“A Conservative,” that anonymous scribe within Heritage, surfaces again for the second time in three days with a cautionary tale for the Big Three about Henry Ford, FDR and Big Government strings.

This latest edition of New Common Sense, titled “Ford Faced Down FDR’s Blue Eagle,” reads as follows:  

Out of the rubble of the proposed bailout of the Big Three automakers, a phoenix may rise — or is it a blue eagle?

President Bush and Treasury Secretary Henry Paulson just might speed $10 billion or more to Detroit regardless of how Congress votes. After all, the government has some of that first $350 billion lying around from its $700 billion taxpayer bailout of the financial markets.

But while General Motors and Chrysler continue to beg for a handout, the other member of the Big Three — Ford — apparently clings ever so slightly to the entrepreneurial spirit of its pioneer: Henry Ford, who resisted President Franklin Delano Roosevelt’s government encroachment in the 1930s.

During the Great Depression, the National Recovery Act allowed businesses to establish industry-wide “codes” to regulate production, wages, prices and work hours.

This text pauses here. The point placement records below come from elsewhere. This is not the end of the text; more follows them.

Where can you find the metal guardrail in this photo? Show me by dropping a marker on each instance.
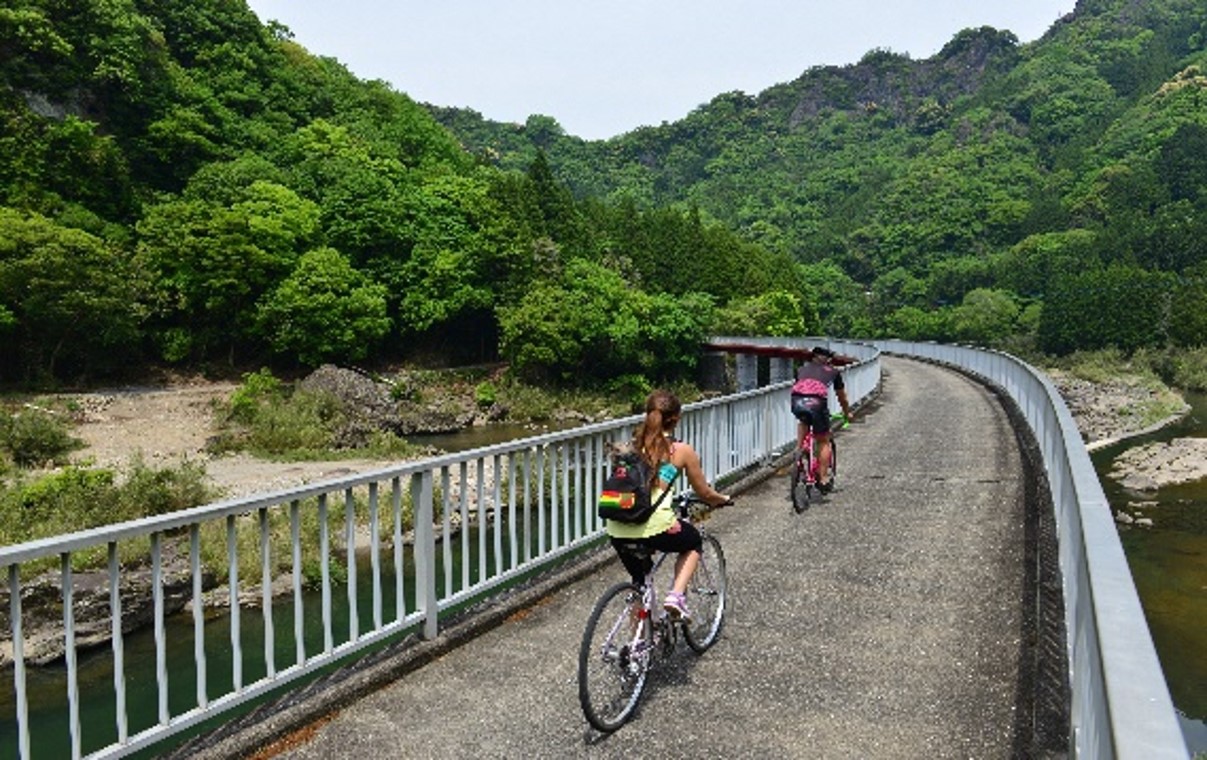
(1121, 706)
(511, 509)
(499, 513)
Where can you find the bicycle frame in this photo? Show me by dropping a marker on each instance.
(628, 627)
(805, 474)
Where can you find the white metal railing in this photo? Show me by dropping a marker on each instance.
(427, 537)
(1120, 702)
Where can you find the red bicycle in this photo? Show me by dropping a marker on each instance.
(805, 475)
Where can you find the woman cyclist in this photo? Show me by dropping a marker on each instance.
(810, 404)
(664, 531)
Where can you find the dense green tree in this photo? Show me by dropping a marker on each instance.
(325, 310)
(1120, 307)
(775, 313)
(211, 263)
(985, 317)
(1188, 309)
(68, 299)
(590, 326)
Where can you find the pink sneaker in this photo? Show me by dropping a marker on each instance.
(676, 606)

The NRA was a great boondoggle. In the auto industry, GM and Chrysler gladly signed the “Blue Eagle” code, using government coercion to force competitors to abide by rules they’d set for the market.

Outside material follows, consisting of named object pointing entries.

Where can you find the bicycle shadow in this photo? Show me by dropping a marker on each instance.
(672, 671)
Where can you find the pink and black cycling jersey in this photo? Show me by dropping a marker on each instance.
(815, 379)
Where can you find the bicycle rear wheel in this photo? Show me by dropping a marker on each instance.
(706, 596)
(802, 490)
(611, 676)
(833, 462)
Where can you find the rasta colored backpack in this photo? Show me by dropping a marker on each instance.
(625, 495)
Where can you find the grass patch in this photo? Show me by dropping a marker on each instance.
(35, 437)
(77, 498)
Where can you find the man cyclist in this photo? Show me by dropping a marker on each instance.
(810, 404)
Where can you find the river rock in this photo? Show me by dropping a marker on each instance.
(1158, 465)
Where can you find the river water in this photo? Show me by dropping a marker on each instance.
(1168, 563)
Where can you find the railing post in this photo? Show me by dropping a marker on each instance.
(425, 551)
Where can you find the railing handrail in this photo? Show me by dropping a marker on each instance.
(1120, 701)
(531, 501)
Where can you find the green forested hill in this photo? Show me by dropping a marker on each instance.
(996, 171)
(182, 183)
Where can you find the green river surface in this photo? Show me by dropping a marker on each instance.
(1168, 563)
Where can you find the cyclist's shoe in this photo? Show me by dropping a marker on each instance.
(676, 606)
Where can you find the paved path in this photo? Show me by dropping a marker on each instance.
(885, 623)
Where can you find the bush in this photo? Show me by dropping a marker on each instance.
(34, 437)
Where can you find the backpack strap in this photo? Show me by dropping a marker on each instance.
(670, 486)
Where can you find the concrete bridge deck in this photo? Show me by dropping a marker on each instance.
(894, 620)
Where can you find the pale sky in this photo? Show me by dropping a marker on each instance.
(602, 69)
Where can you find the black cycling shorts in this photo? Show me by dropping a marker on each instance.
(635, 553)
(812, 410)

Compliant entrepreneurs received a nifty, government-created Blue Eagle logo to show off. Nothing drums up business like being sponsored by the government. But in 1933 that pesky Henry Ford refused to sign, writing:

I do not think that this country is ready to be treated like Russia for a while. There is a lot of the pioneer spirit here yet.”

Unlike rival automakers 75 years ago, who happily invited the government to restrict competition and skewer the consumer, Ford argued the NRA codes were un-American and unconstitutional.

President Roosevelt retaliated with an executive order barring Ford from government contracts. Because Ford could provide a better product at a better price than his government-supported competitors, though, FDR ultimately relented. Ford — and consumers — won the day.

Henry Ford, in insisting Americans weren’t ready to be treated like Russians, had reason to add “for a while.” Now the Big Three have got themselves stuck in the mud, but only Ford is unwilling to resort to New Deal thinking and give the wheel to Uncle Sam.